But the most hypocritical aspect of Romney's assertions about the American electorate is that it completely ignores the obvious self-interests of his own base. Romney isn't so naive as to believe that the CEOs, NASCAR owners, casino magnates and banking industry types who funded his campaign and allied Super PACs were acting in the country's best interest. He knows that these donors spent their billions because they wanted a continuation or expansion of the Bush tax cuts for the rich, repeal of the Affordable Care Act, and a reduction in the capital gains tax. They were not donating out of the goodness of their own hearts. They expected a return on their investment, and they didn't get it. Meanwhile, the entire strategy of the Romney campaign was dedicated to driving up turnout and racial resentment among white, working-class voters who were susceptible to the racism-tinged narrative that their hard-earned tax dollars were being wasted on freeloading minorities, and that Mitt Romney would fix it. Whether this supposed self-interest of these white working-class voters was based on facts or not is immaterial.
Either Mitt Romney is aware of his own hypocrisy and has no shame, or he has internalized that idea that voting one's self-interest is only acceptable for whites and the wealthy, while any effort to reach out to the self-interests of the youth, women and racial minorities constitutes a fractious and immoral pandering. Just like Politico's belief that only white voters constitute a "mandate," it's an idea based off of old biases, and one that doesn't reflect the reality of the new American electorate.

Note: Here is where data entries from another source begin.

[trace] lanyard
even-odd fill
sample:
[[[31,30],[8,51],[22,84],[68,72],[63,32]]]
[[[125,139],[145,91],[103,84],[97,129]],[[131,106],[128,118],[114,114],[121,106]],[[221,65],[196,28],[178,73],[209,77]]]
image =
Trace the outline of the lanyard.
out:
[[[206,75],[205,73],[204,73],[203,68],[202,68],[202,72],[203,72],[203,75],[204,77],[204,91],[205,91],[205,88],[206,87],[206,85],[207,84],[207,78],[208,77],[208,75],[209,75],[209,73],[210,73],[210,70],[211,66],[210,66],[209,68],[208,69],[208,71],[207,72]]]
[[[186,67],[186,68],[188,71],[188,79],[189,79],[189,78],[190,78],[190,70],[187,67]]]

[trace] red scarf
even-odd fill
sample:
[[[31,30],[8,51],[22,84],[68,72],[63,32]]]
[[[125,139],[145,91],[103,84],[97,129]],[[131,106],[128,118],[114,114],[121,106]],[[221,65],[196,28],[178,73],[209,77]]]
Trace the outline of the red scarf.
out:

The Republican Party is viewed as the province of rich, old white men who are seeking to consolidate their power as much as possible; and ultimately, no matter how much money they pump into the electoral process, there will always be less of them than of everyone else. Even arch-conservative ideologues like Ramesh Ponnuru understand this dynamic, and are afraid for the future if it remains unchanged:
The perception that the Republican party serves the interests only of the rich underlies all the demographic weaknesses that get discussed in narrower terms. Hispanics do not vote for the Democrats solely because of immigration. Many of them are poor and lack health insurance, and they hear nothing from the Republicans but a lot from the Democrats about bettering their situation. Young people, too, are economically insecure, especially these days. If Republicans found a way to apply conservative principles in ways that offered tangible benefits to most voters and then talked about this agenda in those terms, they would improve their standing among all of these groups while also increasing their appeal to white working-class voters.The problem for Mr. Ponnuru, however, is that the ideas he presents—and thus, the choices facing the Republican Party—are mutually exclusive, precisely because conservative principles do not offer tangible benefits to most voters. They do not offer the most benefits to the women whom conservative leaders keep on calling sluts for wanting more access to birth control; they do not offer the most benefits to the working poor; they do not offer the most benefits to young voters struggling to pay off obscene amounts of debt; they do not offer the most benefit for Latinos who are concerned about immigration issues and their own economic realities; and they do not offer the most benefit for those who are dependent on the social safety net and are told that government has made them lazy and that cutting them off will force them to work harder for jobs that don't exist. Instead, conservative principles only offer the most benefits to suburban whites and the wealthy who seek more laissez-faire policies on taxes and regulation.
Everyone, at some level, votes their perceived self-interests. The problem facing conservatives is that there are now more of us than there are of them.